Tuscan Bean Soup
|2 cups canned cannellini beans drained|
|2 large onions peeled|
|6 celery stalks|
|1 lb ripe tomatoes|
|1/4 cup olive oil|
|2 cloves of garlic minced|
|6 cups of vegetable stock|
|1 tbs chopped fresh thyme|
|Kosher or sea salt and fresh cracked black pepper to taste|
|Parmesan cheese for garnish|
|basil leaves for garnish|
This is a classic soup from Tuscany. It has deep rich flavor and super silky texture. It is super good on a cold winter afternoon. This soup will take about 1 hour from start to finish..
- Drain the beans and put them into a sauce pan.Cover with fresh water and boil for about 5 minutes.

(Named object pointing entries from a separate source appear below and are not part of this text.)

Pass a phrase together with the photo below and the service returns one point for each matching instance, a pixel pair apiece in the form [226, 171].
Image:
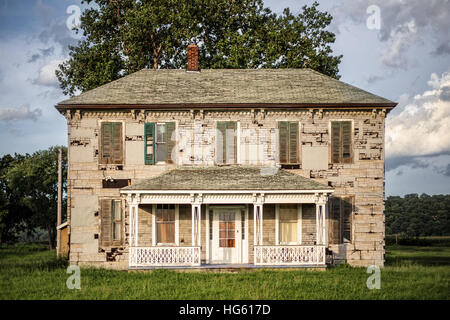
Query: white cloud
[404, 24]
[422, 128]
[20, 113]
[47, 76]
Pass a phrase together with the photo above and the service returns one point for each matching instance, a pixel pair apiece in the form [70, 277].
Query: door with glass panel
[226, 238]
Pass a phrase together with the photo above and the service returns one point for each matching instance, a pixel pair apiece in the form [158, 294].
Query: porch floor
[230, 267]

- Put half the beans in a blender of food processor and add about 1 cup of the cooking water and puree until smooth.
- Roughly chop the onions and celery.
- Peel and chop the tomatoes.
- Heat the oil in a large sauce pan. add the onions , celery and garlic and cook over medium heat for about 5 minutes.
- Stir in the tomatoes, stock, whole beans, and the bean puree.
- Add the thyme, and season with salt and pepper. bring to boil.
- Reduce heat and simmer covered until vegetables are tender.About 20 minutes.
- Serve hot sprinkled with Parmesan cheese and crusty bread.